Mar 15, 2024
Nuclear Extraction from Tissue for FACS
- 1Laboratory of Molecular Neurogenetics, Department of Experimental Medical Science, Wallenberg Neuroscience Center and Lund Stem Cell Center, BMC A11, Lund University, 221 84 Lund, Sweden.
Protocol Citation: anita.adami 2024. Nuclear Extraction from Tissue for FACS. protocols.io https://dx.doi.org/10.17504/protocols.io.5jyl8j678g2w/v1
License: This is an open access protocol distributed under the terms of the Creative Commons Attribution License, which permits unrestricted use, distribution, and reproduction in any medium, provided the original author and source are credited
Protocol status: Working
We use this protocol and it's working
Created: February 07, 2023
Last Modified: May 31, 2024
Protocol Integer ID: 76528
Keywords: ASAPCRN
Funders Acknowledgement:
Aligning Science Across Parkinson’s through the Michael J. Fox Foundation for Parkinson’s Research
Grant ID: ASAP-000520
Swedish Research Council
Grant ID: 2018-02694
Swedish Brain Foundation
Grant ID: FO2019-0098
Cancerfonden
Grant ID: 190326
Barncancerfonden
Grant ID: PR2017-0053
NIHR Cambridge Biomedical Research Centre
Grant ID: NIHR203312
Swedish Society for Medical Research
Grant ID: S19-0100
National Institutes of Health
Grant ID: HG002385
Swedish Research Council
Grant ID: 2021-03494
Swedish Research Council
Grant ID: 2020-01660
Abstract
This protocol details the process for pre-tissue preparation and tissue preparation for nuclear extraction for FACS.
Before start
Keep everything On ice.
Pre-Tissue Preparation
Pre-Tissue Preparation
Coat all tubes (centrifugation, sample and collection tubes) in coating medium Overnight (1 % (v/v) BSA , filtered).

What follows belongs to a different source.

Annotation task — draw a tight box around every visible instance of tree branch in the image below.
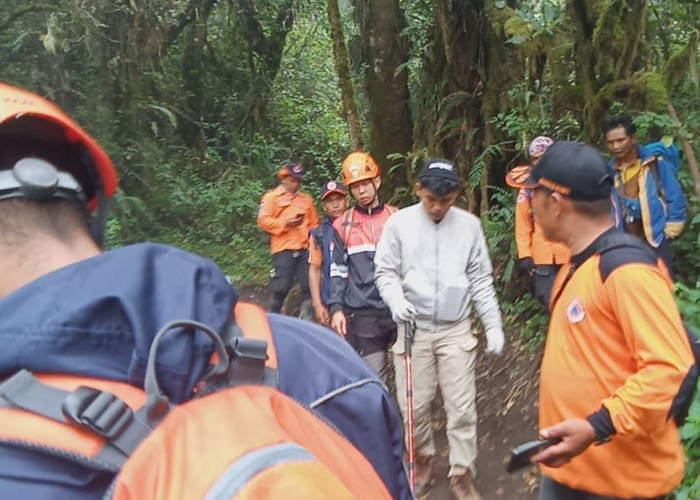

Cool ultracentrifuge to 4 °C prior to centrifugation
Pre-weigh the DTT needed.
Keep douncers On ice .
Tissue Preparation
Tissue Preparation
10m
Put 2.8 mL sucrose solution in centrifuge tube.
Mix 6 mL sucrose + 2 mL lysis solution in 15 ml falcon tube.
If the tissue is large (>2 mm3), chop the tissue with a razor.
Collect chopped tissue with 0.5 mL lysis buffer and transfer to douncer. Repeat with another 0.5 mL lysis buffer to get all tissue.
Dounce: 5-7x loose, 5-7x tight.
Pour douncer content into falcon tube with sucrose/lysis buffer mixture and flip upside down a few times. Pour 1 mL of tube content back and forth from douncer to collect remaining nuclei.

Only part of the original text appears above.